Por las razones ya mencionadas, el término artrosis a veces se considera como sinónimo de la osteoartritis. En otros casos, la artrosis es vista como un preludio a las primeras etapas de la osteoartritis.

Esta enfermedad no es hereditaria, en el sentido de que no hay un patrón de herencia fijo como en el caso de la hemofilia. Sin embargo, tiene un componente de riesgo genético que, junto con otros factores, puede hacer que aparezca con más facilidad en los sujetos que tienen una historia familiar de artrosis.

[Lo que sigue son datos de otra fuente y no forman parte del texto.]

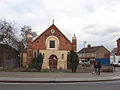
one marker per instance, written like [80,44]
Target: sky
[95,21]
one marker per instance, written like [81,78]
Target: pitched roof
[55,29]
[90,49]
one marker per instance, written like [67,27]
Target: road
[113,85]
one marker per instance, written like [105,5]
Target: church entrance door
[53,62]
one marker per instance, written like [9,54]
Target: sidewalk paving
[56,77]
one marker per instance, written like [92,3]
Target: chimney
[89,46]
[74,43]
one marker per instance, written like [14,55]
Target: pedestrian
[98,67]
[95,66]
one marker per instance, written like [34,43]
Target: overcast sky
[95,21]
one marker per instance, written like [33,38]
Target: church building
[53,45]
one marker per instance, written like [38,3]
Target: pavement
[47,77]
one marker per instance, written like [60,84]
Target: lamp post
[84,48]
[1,37]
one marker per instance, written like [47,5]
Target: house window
[35,54]
[43,55]
[52,43]
[62,56]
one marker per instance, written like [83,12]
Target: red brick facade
[40,42]
[118,46]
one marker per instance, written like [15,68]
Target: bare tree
[24,31]
[7,32]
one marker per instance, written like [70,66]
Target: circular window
[52,31]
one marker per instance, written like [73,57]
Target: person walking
[98,68]
[95,67]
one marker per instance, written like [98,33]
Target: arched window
[43,55]
[35,52]
[62,56]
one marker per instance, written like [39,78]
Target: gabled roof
[56,29]
[90,49]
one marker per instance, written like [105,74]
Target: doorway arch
[53,62]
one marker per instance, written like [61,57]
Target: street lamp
[84,47]
[1,37]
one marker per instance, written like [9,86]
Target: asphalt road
[114,85]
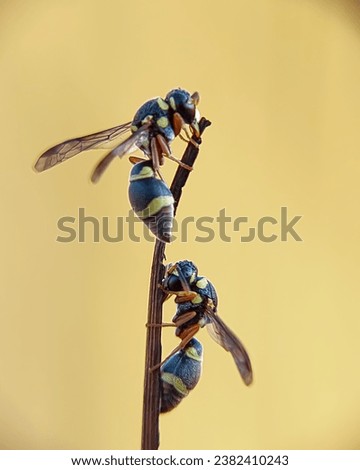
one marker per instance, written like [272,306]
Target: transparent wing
[136,139]
[69,148]
[222,334]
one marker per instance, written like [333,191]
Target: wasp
[197,302]
[180,374]
[151,200]
[154,126]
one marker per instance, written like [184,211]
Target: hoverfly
[180,374]
[197,301]
[154,126]
[151,200]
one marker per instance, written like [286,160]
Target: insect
[180,374]
[154,126]
[151,200]
[197,301]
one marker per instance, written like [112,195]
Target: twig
[151,405]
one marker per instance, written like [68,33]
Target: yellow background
[280,81]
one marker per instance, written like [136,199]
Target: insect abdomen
[180,374]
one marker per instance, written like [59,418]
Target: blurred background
[280,82]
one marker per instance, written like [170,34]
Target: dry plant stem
[151,405]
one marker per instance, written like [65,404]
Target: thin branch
[151,405]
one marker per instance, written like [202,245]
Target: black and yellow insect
[197,301]
[154,126]
[151,200]
[180,374]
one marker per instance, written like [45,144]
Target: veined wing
[71,147]
[222,334]
[136,139]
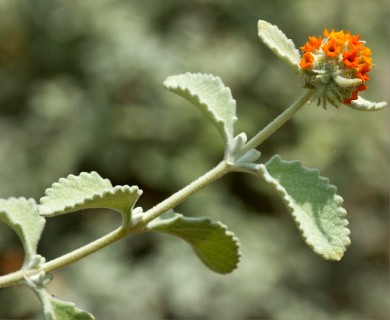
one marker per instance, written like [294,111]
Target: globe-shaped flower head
[337,66]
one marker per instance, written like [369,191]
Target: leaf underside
[216,247]
[209,95]
[22,216]
[277,41]
[87,191]
[362,104]
[313,203]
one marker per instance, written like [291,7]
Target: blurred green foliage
[81,90]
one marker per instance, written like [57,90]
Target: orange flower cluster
[343,50]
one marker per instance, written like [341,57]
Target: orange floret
[306,61]
[331,48]
[362,72]
[338,36]
[354,43]
[350,59]
[313,44]
[354,95]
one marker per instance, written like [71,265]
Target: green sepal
[362,104]
[87,191]
[313,203]
[22,216]
[216,247]
[209,95]
[277,41]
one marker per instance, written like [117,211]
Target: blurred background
[81,90]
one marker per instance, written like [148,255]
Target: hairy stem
[277,122]
[214,174]
[169,203]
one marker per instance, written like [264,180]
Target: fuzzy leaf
[362,104]
[313,203]
[22,216]
[209,95]
[67,311]
[55,309]
[277,41]
[86,191]
[216,247]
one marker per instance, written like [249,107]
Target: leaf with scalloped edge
[209,95]
[313,203]
[22,216]
[87,191]
[216,247]
[277,41]
[362,104]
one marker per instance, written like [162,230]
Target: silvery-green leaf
[55,309]
[86,191]
[216,247]
[277,41]
[209,95]
[67,311]
[362,104]
[313,203]
[22,216]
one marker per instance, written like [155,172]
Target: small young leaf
[216,247]
[22,216]
[277,41]
[313,203]
[55,309]
[67,311]
[211,96]
[86,191]
[362,104]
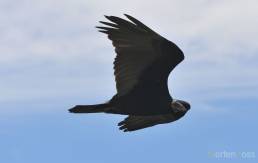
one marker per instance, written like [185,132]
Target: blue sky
[53,58]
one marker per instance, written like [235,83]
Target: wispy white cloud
[50,48]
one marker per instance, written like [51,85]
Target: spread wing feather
[137,48]
[132,123]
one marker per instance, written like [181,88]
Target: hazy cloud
[51,49]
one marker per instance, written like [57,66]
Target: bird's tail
[89,108]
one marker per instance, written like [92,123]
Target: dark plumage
[143,63]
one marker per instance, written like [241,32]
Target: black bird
[143,63]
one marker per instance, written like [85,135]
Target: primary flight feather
[143,63]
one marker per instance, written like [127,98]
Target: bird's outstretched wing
[142,54]
[132,123]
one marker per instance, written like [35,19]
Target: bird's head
[180,106]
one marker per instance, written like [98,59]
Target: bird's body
[143,63]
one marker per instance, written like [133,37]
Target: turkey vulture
[142,65]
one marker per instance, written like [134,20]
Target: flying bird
[142,65]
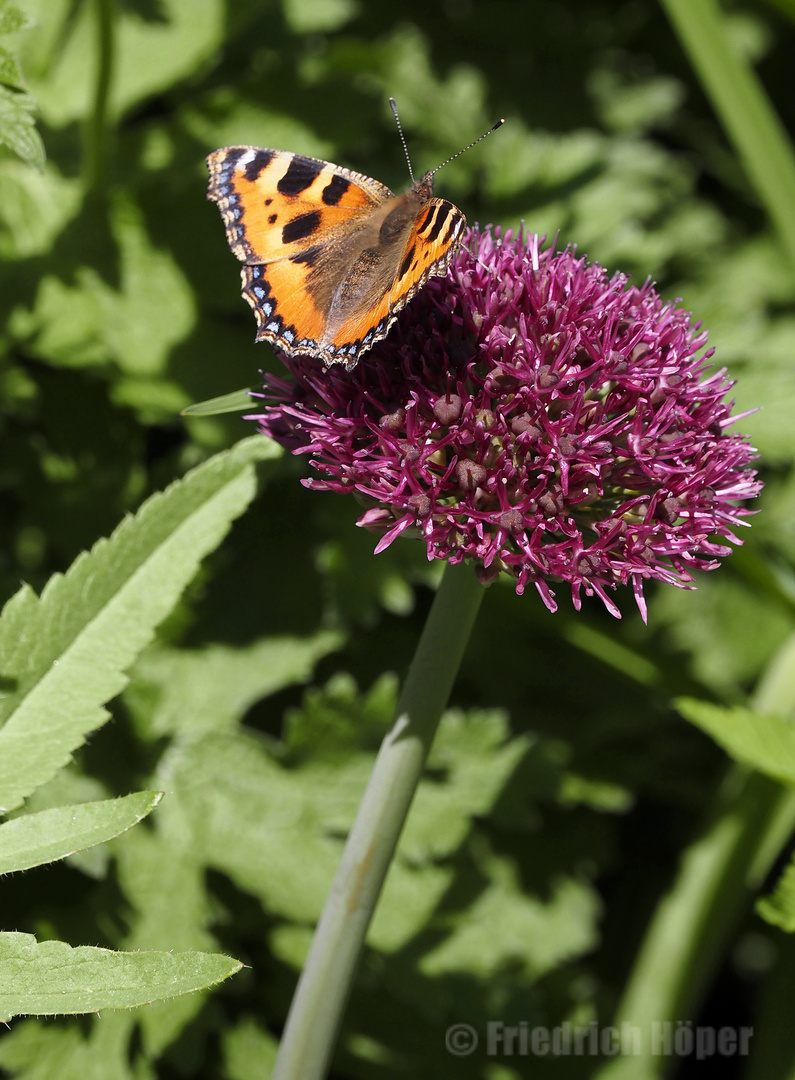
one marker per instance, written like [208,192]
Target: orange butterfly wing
[331,254]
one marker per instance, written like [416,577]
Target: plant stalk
[325,982]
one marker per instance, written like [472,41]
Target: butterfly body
[331,256]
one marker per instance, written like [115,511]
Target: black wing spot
[443,212]
[309,256]
[301,174]
[406,265]
[301,227]
[258,163]
[334,190]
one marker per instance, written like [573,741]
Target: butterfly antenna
[473,143]
[403,137]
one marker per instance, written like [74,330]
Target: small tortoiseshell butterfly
[331,255]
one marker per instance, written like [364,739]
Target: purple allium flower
[537,417]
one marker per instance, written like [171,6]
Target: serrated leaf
[65,653]
[779,908]
[43,837]
[52,979]
[17,126]
[764,742]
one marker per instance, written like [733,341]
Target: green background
[563,790]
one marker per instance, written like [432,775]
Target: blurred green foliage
[563,785]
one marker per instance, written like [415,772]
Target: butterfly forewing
[332,255]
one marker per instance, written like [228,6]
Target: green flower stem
[751,821]
[743,107]
[323,988]
[95,148]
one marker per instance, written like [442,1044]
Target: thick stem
[95,147]
[324,986]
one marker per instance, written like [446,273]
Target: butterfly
[331,256]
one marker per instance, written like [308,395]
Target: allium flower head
[536,417]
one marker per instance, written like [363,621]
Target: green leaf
[766,743]
[779,908]
[191,690]
[65,653]
[238,401]
[53,979]
[42,837]
[17,126]
[746,112]
[9,68]
[507,927]
[13,19]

La artrosis puede afectar a todas las articulaciones del cuerpo, pero se presenta con mayor frecuencia en las articulaciones afectadas por el peso corporal. La rodilla (artrosis de rodilla) y  la cadera (coxartrosis) son ejemplos muy claros de lugares que pueden presentar esta dolencia. (1)

Otros lugares que pueden verse afectadas son las vértebras (espondiloartrosis) y las articulaciones de las manos, en especial la de los dedos. Además, las interfalángicas proximales y la articulación carpometacarpiana del pulgar (artrosis trapeciometacarpiana o rizartrosis), también son zonas afectadas.

¿Cuáles son los componentes de una articulación?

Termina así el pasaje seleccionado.